Gathering metrics is something that every web-based business will do – and of course – there are lots of different way to gather metrics. Metrics are invaluable for capacity planning and troubleshooting (including site downtime postmortems).
I would defined a metric as anything that can be discreetly measured at a certain point in time or over a particular standard period, such as a minute or an hour. And I’d break them down into two basic categories.
These are metrics that are used to determine how well your website hardware and software are performing. Generally these will translate well across different businesses as they are often based on the technologies used by the website rather than what service the website offers. Examples would be:
- Memory Usage
- Average Request Response Time
- Request Queue Length
- Request Queue Time
- Page Impressions / sec
- Memory Usage
- Disk I/O
- Transactions / sec
- Blocking and Locking
You’ll find a definition here but any business will want to measure that which indicates the success or otherwise of the business. So these metrics can vary from business to business. Often this will be website signups or transactions of some description. Depending on your business this can also extend to some performance metrics such as Page Impressions / Sec – a portal sight might see this as a business metric for example. In the past we’ve used:
- Signups / min
- Transactions / min
- Page Impressions / min
- Payments / min
- Transfers / min
Setting Up Metrics
Setting up all the above metrics from scratch in a way that can be queried and trended over time can be a very time-consuming undertaking. You’ll spend days and weeks:
- Setting up each individual metric so that it is persisted to file or database
- Creating a database schema to hold all this data
- Writing the agents to gather all these metrics and store or aggregate them every x minutes
- Writing the reports and graphs to visualise all this data over time
- Maintaining all the above when you get new hardware or install new software versions
Give yourself a break!
More and more these days, we do not need to roll our own metrics – especially in regard to performance metrics. As I mentioned, these type of metrics are often transferable from different technologies. Requests / sec means the same thing to a .NET developer as it does to a Ruby on Rails developer. Likewise, you’re an open source Postgres or MySQL developer or administrator then you’ll understand the ramification of high latency disk IO metrics.
So, why not use a cloud based service to monitor your application performance for your Java or PHP application? The idea here is that you install an agent on each of the servers you wish to monitor. These agents will submit metrics information on a stash of standard web server metrics to the cloud-based mothership. No need for you to worry about any of the setup or maintenance of the data, or the reports and graphs. All for a monthly subscription of course!
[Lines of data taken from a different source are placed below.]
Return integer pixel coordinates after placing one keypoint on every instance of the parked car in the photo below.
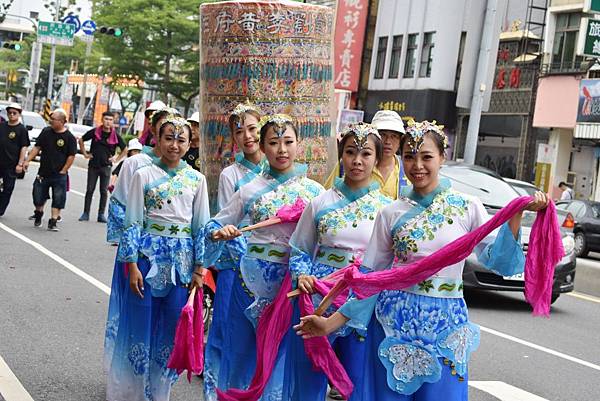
(522, 187)
(585, 219)
(496, 193)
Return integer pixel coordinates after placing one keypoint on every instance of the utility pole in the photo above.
(34, 70)
(81, 108)
(52, 56)
(479, 86)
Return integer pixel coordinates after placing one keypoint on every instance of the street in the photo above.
(53, 292)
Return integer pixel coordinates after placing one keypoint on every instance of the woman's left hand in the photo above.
(540, 202)
(197, 278)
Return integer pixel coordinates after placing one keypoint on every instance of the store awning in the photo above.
(587, 131)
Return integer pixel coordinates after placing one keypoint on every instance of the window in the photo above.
(396, 52)
(427, 54)
(380, 61)
(565, 42)
(461, 53)
(411, 54)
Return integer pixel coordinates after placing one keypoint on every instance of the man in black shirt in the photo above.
(105, 141)
(14, 141)
(58, 147)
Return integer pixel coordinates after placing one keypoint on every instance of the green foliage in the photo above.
(159, 43)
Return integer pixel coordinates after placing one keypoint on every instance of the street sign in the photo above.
(73, 20)
(591, 6)
(56, 33)
(88, 27)
(588, 43)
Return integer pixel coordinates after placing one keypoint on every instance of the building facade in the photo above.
(567, 77)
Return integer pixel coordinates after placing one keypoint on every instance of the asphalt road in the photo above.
(52, 320)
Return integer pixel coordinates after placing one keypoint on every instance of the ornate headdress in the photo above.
(417, 130)
(178, 122)
(279, 121)
(171, 112)
(361, 131)
(243, 108)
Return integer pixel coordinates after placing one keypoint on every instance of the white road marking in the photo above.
(540, 348)
(504, 391)
(585, 297)
(96, 283)
(10, 387)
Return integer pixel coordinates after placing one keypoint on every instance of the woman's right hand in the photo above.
(306, 283)
(226, 233)
(313, 326)
(136, 280)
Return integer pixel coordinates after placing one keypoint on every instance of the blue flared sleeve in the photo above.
(134, 219)
(359, 311)
(200, 217)
(130, 243)
(212, 250)
(505, 255)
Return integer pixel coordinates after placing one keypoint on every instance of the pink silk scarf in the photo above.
(188, 349)
(544, 251)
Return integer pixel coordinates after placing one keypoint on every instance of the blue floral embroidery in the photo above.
(455, 200)
(115, 221)
(364, 208)
(139, 357)
(408, 366)
(445, 208)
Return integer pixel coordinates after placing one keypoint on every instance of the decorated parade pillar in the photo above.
(279, 56)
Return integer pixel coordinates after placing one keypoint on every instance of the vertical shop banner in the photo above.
(349, 40)
(588, 109)
(276, 55)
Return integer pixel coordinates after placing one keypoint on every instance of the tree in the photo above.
(160, 44)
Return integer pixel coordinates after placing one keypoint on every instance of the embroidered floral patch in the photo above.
(445, 209)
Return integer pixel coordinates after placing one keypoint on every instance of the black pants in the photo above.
(9, 176)
(93, 174)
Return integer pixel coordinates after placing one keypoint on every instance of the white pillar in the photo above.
(562, 141)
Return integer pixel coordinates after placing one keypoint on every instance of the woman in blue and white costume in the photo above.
(334, 229)
(116, 219)
(162, 243)
(265, 263)
(419, 345)
(231, 298)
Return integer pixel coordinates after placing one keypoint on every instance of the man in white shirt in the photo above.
(567, 191)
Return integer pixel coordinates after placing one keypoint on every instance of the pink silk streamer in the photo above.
(291, 213)
(188, 349)
(322, 356)
(112, 139)
(273, 324)
(544, 251)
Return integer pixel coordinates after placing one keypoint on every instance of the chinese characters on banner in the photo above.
(278, 56)
(349, 39)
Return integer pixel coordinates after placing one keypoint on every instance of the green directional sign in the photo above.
(56, 33)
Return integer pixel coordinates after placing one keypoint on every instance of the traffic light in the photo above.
(108, 30)
(12, 46)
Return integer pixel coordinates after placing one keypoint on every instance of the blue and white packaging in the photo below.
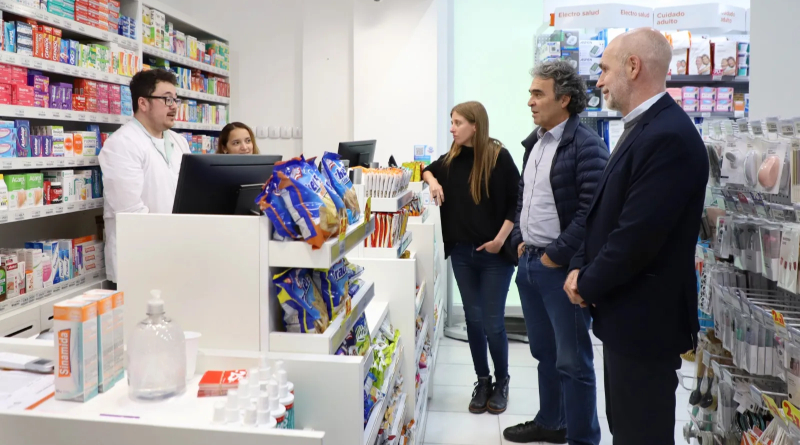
(8, 139)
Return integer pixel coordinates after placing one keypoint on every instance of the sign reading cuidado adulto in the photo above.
(607, 15)
(704, 16)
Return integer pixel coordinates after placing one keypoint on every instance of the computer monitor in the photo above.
(211, 184)
(358, 153)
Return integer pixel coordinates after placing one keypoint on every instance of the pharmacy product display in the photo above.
(26, 37)
(43, 264)
(160, 33)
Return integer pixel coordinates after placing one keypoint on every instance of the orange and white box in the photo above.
(118, 308)
(106, 373)
(75, 328)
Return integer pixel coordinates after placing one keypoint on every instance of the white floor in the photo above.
(450, 423)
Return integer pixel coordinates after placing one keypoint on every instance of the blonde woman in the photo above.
(476, 184)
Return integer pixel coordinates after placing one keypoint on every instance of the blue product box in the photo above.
(97, 183)
(8, 139)
(10, 37)
(36, 146)
(63, 56)
(47, 146)
(23, 134)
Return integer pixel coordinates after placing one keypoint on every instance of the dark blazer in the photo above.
(577, 167)
(637, 259)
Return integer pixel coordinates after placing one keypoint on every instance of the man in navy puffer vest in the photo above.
(563, 163)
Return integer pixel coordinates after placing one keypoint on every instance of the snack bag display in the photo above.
(314, 214)
(303, 308)
(334, 284)
(340, 180)
(273, 205)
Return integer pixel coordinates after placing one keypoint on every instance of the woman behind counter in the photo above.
(476, 184)
(237, 139)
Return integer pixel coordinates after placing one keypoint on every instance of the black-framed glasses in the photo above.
(168, 100)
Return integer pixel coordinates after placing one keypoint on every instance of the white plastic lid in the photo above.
(263, 401)
(233, 398)
(266, 420)
(155, 306)
(284, 386)
(219, 412)
(250, 416)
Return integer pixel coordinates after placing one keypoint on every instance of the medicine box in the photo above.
(75, 329)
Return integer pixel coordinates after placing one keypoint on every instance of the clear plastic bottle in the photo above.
(156, 355)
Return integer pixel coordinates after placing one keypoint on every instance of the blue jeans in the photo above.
(558, 332)
(483, 279)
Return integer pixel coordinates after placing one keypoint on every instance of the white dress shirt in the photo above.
(539, 218)
(137, 179)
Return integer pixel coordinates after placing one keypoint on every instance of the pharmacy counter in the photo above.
(118, 419)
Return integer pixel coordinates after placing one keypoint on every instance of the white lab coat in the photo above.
(136, 179)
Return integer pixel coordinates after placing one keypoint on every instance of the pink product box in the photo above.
(709, 93)
(707, 105)
(725, 93)
(724, 105)
(691, 93)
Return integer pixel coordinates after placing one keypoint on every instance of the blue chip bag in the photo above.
(315, 216)
(273, 205)
(340, 181)
(334, 286)
(303, 308)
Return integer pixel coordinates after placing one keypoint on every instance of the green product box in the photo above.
(17, 198)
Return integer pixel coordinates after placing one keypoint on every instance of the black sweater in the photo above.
(467, 222)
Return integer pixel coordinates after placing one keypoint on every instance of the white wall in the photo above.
(266, 61)
(397, 66)
(773, 90)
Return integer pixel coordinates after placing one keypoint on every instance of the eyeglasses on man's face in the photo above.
(168, 100)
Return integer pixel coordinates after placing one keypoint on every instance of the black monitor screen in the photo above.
(358, 153)
(211, 184)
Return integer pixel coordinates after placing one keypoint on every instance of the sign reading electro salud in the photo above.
(608, 15)
(715, 16)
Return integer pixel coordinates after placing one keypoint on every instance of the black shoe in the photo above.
(531, 432)
(480, 396)
(498, 402)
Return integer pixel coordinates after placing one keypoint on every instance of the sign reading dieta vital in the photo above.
(608, 15)
(704, 16)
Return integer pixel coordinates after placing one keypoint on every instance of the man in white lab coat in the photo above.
(142, 159)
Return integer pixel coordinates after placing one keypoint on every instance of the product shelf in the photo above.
(389, 252)
(420, 341)
(61, 68)
(65, 24)
(378, 412)
(421, 219)
(376, 312)
(12, 216)
(420, 297)
(185, 61)
(16, 111)
(300, 254)
(44, 163)
(391, 205)
(182, 92)
(329, 341)
(52, 293)
(397, 426)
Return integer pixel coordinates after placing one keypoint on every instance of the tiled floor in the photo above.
(449, 422)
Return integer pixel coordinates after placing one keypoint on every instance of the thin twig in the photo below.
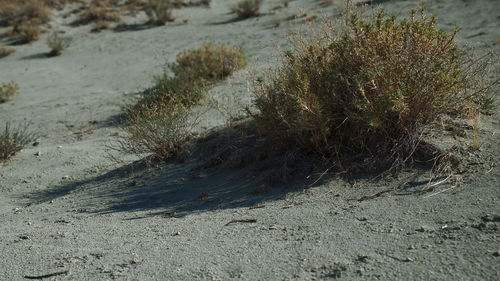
(46, 275)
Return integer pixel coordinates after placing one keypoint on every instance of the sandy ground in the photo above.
(73, 208)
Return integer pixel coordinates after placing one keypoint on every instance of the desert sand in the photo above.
(72, 204)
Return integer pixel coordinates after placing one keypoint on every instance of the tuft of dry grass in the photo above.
(13, 139)
(8, 90)
(247, 8)
(161, 122)
(370, 89)
(57, 44)
(5, 52)
(160, 11)
(99, 13)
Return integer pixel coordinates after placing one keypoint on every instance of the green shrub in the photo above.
(13, 139)
(247, 8)
(370, 89)
(8, 90)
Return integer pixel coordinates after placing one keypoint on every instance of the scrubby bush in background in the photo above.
(13, 139)
(57, 44)
(247, 8)
(193, 71)
(24, 17)
(5, 52)
(370, 89)
(161, 122)
(159, 11)
(8, 90)
(100, 13)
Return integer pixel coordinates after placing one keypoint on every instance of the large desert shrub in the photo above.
(370, 89)
(13, 139)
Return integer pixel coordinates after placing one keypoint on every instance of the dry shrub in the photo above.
(369, 89)
(5, 52)
(194, 71)
(161, 122)
(247, 8)
(159, 11)
(8, 90)
(13, 139)
(99, 13)
(13, 13)
(164, 130)
(57, 44)
(25, 18)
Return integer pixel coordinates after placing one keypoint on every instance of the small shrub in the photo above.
(159, 11)
(13, 139)
(5, 52)
(57, 44)
(164, 130)
(8, 90)
(195, 70)
(247, 8)
(370, 89)
(161, 122)
(99, 13)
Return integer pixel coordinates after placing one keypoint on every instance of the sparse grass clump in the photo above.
(13, 139)
(57, 44)
(161, 122)
(24, 17)
(194, 71)
(370, 89)
(247, 8)
(8, 90)
(5, 52)
(99, 13)
(159, 11)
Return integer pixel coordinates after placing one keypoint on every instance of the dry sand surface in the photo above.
(73, 208)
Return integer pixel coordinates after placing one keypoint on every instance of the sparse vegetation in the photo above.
(370, 89)
(247, 8)
(159, 11)
(13, 139)
(161, 122)
(100, 13)
(8, 90)
(5, 52)
(57, 44)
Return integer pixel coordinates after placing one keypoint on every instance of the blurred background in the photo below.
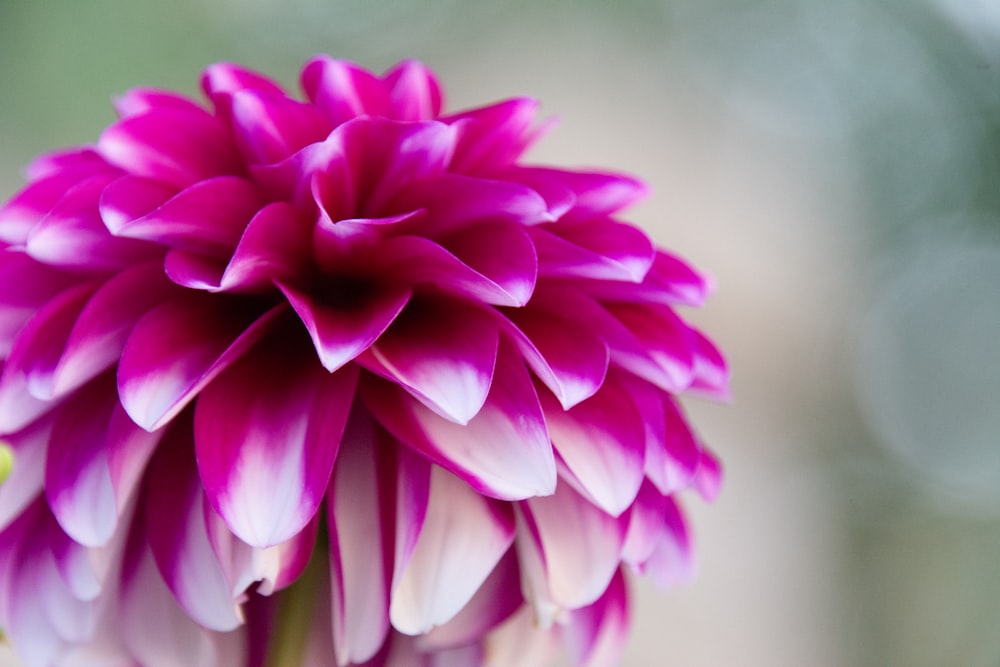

There are pros and cons to such a hosted metrics service.
- Bandwidth incurred
- Restrictions on customisation of graphs/charts/reports
- A monthly subscription
- Firewalls exceptions for outbound traffic in restricted DMZs
- That particular metric you have a bee in your bonnet about might not be one of those captured
- Quick and simple
- Minimal maintence for new hardware
- No need to worry about the space all these metrics are taking up
- No development overhead
I can really see how this could be attractive to many businesses – especially startups who might have a real limit on development time (i.e. like actually doing business-related stuff!) but still need to show potential investors they care about their metrics.
The big player out there is New Relic. As an aside for any ColdFusion readers: they don’t support JRun – which is another reason why I think Abobe need to move to a more modern and better supported Java server, such as Tomcat.
If you prefer to gather those metrics in-house then use a metrics gathering facility to help you store and manage this info – rather than doing it from scratch. One I came across recently via the Code as Craft blog – was Graphite (Lunix-only sadly), but it allows you to specify the metric to record, the range of data you’re likely to want to query in future, and the percision to store the data (e.g. one data point per minute / hour) etc.
This type of framework can make the reporting and graphing work a lot simpler and quicker. No more worrying about graphing your data and, as Etsy found, you can mix-in other things like your deployment points.
Great lets put all our metrics in the cloud!
Not so fast. Google Analytics (another hosted service) will help you, for free, gather a massive amount of client-side data for your site such as popular pages. A lot can be gleaned about your business from impressions and click-throughs to certain pages but it can’t see inside your business. For example, GA can’t tell you what the profit was on your transactions or how many of your customers have been active in the past 30 days.
As nice as it may seem for a developer to have one of these cloud-based services tag care of all metrics there is not a snowball’s chance that you’ll get your CIO or CEO to allow your critical business metrics be gathered by a third party. So you’ll probably need to roll your own there.
In conclusion, if you are going to use metrics – think about using a cloub-based service for those performance ones – but you’ll still need to look at a way to gather the business-based ones into the mix. Best of luck!